Total Hg analysis in natural gas A WA-4 mercury analyzer (Nippon instruments Co., Japan) was used to determine Hg0 concentrations in natural gas samples during 3 successive days within the same time period as the collection of liquid samples was undertaken. The analyzer was equipped with a low pressure Hg discharge lamp as light source at a wavelength at 253.7 nm and two programmable thermal desorption units (heating furnaces) capable of heating quickly to 700 °C and 800 °C. The furnaces were attached to two collector tubes (gold-coated sand trap) and the samples from the highpressure pipeline (up to 100 bar) were collected using a specially designed high-pressure sampling box (M&C Co., Germany), to reduce the pressure without changing the Hg concentration.

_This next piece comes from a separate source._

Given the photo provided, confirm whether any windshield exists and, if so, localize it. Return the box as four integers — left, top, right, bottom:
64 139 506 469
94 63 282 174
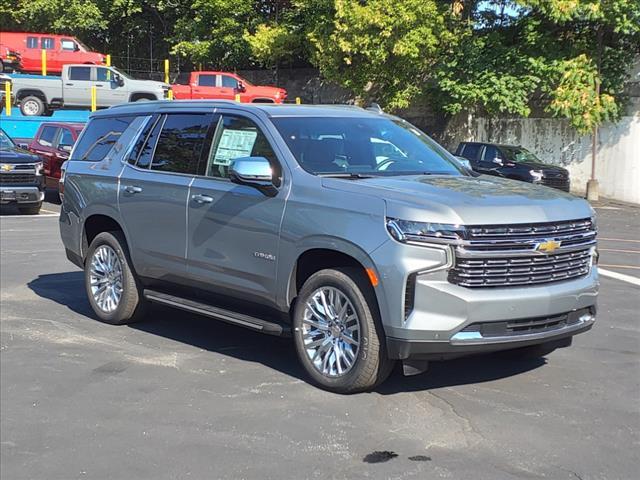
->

The sampling and analysis of gas were done according to the standard method.14 Calibration of the analytical system was done by injection of known amounts of standard gas saturated with Hg vapor using a Nippon mercury standard gas box model MB-1 (Hg STD Gas Box). The box contains a drop of pure metallic Hg, which vaporizes to produce saturated Hg vapor, which is dependent on the ambient temperature, thus the concentration of Hg0 in the gas can be determined. Four ranges of Hg detection levels, namely 0-2 ng, 0-20 ng, 0-200 ng and 0-1000 ng were applied according to Hg concentration in gas samples.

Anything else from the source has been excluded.